Over the weekend, the city opened warming shelters in areas without power and Mayor Michael Bloomberg urged elderly people without heat to move to them. The city also began handing out 25,000 blankets to those who insisted on staying in their homes.
"Please, I know sometimes people are reticent to take advantage of services. The cold really is something that is dangerous," Bloomberg said.
Staten Island resident Sara Zavala had no power and was relying on a propane heater, but she was using it only during the day. She didn't want to go to sleep with it running at night.
"When I woke up, I was like, 'It's freezing.' And I thought, 'This can't go on too much longer,'" Zavala said. "And whatever this is we're breathing in, it can't be good for you. Mildew and chemicals and gasoline."
A rainy storm was in the forecast for the middle of the week, worrying those who got slammed by Sandy.
"Well, the first storm flooded me out, and my landlord tells me there's a big crack in the ceiling, so I guess there's a chance this storm could do more damage," John Lewis said at a shelter in New Rochelle, N.Y. "I was hoping to get back in there sooner rather than later, but it doesn't look good."

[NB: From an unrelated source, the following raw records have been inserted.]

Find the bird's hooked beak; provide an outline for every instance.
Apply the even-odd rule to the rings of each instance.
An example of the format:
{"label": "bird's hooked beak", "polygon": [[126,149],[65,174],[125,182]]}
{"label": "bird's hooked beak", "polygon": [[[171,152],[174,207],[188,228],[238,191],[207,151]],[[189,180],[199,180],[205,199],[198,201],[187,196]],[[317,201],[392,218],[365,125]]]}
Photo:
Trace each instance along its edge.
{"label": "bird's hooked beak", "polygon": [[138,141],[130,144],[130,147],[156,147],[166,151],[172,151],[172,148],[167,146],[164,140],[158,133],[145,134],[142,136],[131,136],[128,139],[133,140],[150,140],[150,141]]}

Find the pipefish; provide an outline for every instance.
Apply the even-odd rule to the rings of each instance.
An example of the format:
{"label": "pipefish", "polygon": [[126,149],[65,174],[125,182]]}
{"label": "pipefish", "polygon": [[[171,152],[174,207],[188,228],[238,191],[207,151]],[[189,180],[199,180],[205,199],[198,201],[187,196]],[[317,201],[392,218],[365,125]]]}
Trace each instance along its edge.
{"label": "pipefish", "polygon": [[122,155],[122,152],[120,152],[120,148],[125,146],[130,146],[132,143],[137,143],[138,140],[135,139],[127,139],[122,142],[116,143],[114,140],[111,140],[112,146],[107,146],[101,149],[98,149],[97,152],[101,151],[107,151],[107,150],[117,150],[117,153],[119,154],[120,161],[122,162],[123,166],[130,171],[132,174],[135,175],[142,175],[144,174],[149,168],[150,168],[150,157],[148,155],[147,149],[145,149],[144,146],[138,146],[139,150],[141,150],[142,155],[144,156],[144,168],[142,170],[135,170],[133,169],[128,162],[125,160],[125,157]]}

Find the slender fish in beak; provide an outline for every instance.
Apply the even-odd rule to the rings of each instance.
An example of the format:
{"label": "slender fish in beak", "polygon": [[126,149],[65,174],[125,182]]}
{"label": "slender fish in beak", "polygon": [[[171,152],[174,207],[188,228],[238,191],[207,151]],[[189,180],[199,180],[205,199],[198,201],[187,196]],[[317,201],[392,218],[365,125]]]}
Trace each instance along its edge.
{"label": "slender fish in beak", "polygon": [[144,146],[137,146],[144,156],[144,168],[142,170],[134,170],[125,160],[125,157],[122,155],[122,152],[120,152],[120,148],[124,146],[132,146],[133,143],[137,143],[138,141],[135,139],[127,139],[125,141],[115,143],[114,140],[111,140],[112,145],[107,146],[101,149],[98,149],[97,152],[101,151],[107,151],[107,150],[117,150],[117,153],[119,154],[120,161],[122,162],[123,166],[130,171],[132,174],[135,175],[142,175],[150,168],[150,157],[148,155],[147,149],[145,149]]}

After the abrupt cancellation of Sunday's New York City Marathon, some of those who had been planning to run the 26.2-mile race through the city streets instead headed to hard-hit Staten Island to volunteer to help storm victims.
Thousands of other runners from such countries as Italy, Germany and Spain poured into Central Park to hold impromptu races of their own. A little more than four laps through the park amounted to a marathon.
"A lot of people just want to finish what they've started," said Lance Svendsen, organizer of a group called Run Anyway.
Though New York and New Jersey bore the brunt of the destruction, at its peak, the storm reached 1,000 miles across, killed more than 100 people in 10 states, knocked out power to 8.5 million homes and businesses and canceled nearly 20,000 flights. Damage has been estimated $50 billion, making Sandy the second most expensive storm in U.S. history, behind Hurricane Katrina.
More than 900,000 homes and businesses in New Jersey were still without electricity.
With fuel deliveries cut off by storm damage and many metropolitan-area gas stations lacking the electricity needed to operate their pumps, drivers waited in line for hours for a chance at a fill-up, snapping at each other and honking their horns in frustration.